Can you tell that I took French literature in high school? Yup. The other week, as you may recall, I made a gateau au chocolat de Nancy from my Cuisine moderne et vieilles recettes, (1962 edition). As we sat in the yard on a pleasant summer evening, scarfing down chocolate cake and red wine, David said that he liked french cakes, and I should make one a week. I’m up for the challenge. So, from now on, I will be baking a cake from my french cookbook, one a week. I don’t speak french very well, and the recipes tend to be quite short and mysteriously written, and in measurements that are foreign to me (get it?) so the results may be mixed. We’ll consider the gateau au chocolat de nancy the first cake, so this gateau suisse will be the second. I think I made it wrong, and Americanized it, because it called for grated chocolate, to be mixed in till the whole thing was smoothly chocolatey. I like little melty bits of chocolate, so I used chocolate chips, and processed them till some were powder, but some were still fairly large chunks. Thus, I made more of a chocolate chip cake than a chocolate cake. It came out very well though! Very simple and pleasing. The boys beg to eat it for breakfast.
The series begins! There will be more cakes!! Watch this space!

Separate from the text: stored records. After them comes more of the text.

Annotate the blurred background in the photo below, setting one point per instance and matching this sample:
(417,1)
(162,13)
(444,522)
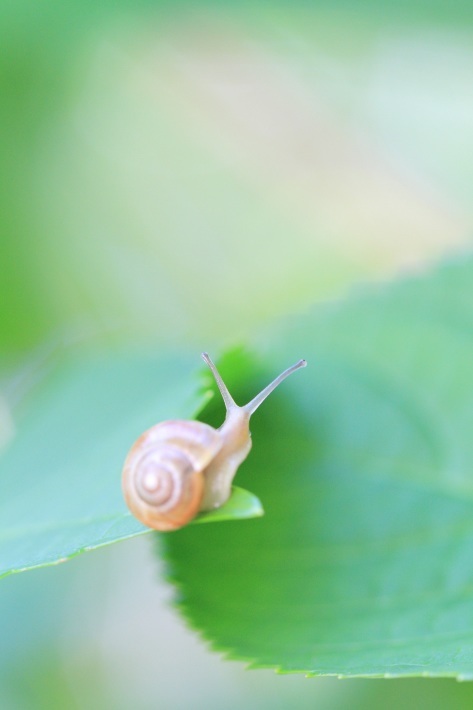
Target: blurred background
(182,174)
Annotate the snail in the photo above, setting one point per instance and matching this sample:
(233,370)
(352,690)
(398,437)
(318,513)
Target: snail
(178,468)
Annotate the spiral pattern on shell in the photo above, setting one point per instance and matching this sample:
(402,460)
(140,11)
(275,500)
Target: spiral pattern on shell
(161,487)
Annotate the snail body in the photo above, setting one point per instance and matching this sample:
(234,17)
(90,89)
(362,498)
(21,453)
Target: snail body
(178,468)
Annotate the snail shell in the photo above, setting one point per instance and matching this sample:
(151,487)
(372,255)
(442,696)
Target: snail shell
(163,480)
(179,467)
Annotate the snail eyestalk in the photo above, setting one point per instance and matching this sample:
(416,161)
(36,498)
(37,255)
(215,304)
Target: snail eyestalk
(255,403)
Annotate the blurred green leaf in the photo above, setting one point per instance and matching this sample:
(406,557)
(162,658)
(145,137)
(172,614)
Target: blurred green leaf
(60,480)
(363,563)
(241,504)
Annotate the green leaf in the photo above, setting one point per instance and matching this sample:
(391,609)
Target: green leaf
(363,563)
(60,479)
(241,505)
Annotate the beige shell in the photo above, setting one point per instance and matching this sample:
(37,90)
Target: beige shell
(178,467)
(162,481)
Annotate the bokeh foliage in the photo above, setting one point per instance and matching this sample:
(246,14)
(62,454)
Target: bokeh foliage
(138,201)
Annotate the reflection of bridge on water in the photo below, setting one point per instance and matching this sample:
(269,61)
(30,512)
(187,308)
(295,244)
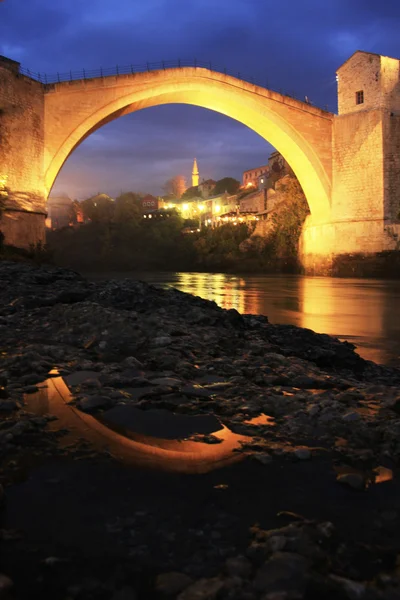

Here’s Colettte Magny with Melocoton. It’s beautiful!!
2 cups powdered sugar
3 eggs, separated
6 T softened butter
1 1/2 cups flour
1 t baking powder
pinch salt
3/4 cup milk
1 t vanilla
3/4 cup bittersweet chocolate chips, briefly processed till some is powdered and some is still quite chunky
Preheat the oven to 350. Beat the egg yolks with the powdered sugar till well combined. Warm the milk. Stir the flour into the egg yolks, then add the milk, butter, vanilla, salt, baking powder. Mix well – beat until very smooth. WHip the egg whites until stiff, and then carefully fold them into the batter. Stir in the chocolate chips. Pour the batter into a buttered-and-floured cake pan. (I think you’re supposed to use a ring-shaped pan, but I don’t have one!!)
Bake for half an hour. Let cool, and serve
You’re onto something! Let us eat cakes.
When I was young I wish I could have afforded a therapist. Instead, it was cakebake therapy. What a comfort to awake on a winter’s morn and bake a cake!
Cheers to you, Claire, who can bake in summer! Cheers to you for describing cake spirit so well.
A remembrance of cakes past!
Thank you!! I agree completely about the therapeutic qualities of baking – particularly cakes. It’s so simple and satisfying. Or as complicated as you feel like making it. I try not to bake in the summer, but I just can’t not!!
Thank you!! I agree completely about the therapeutic qualities of baking – particularly cakes. It’s so simple and satisfying. Or as complicated as you feel like making it. I try not to bake in the summer, but I just can’t not!!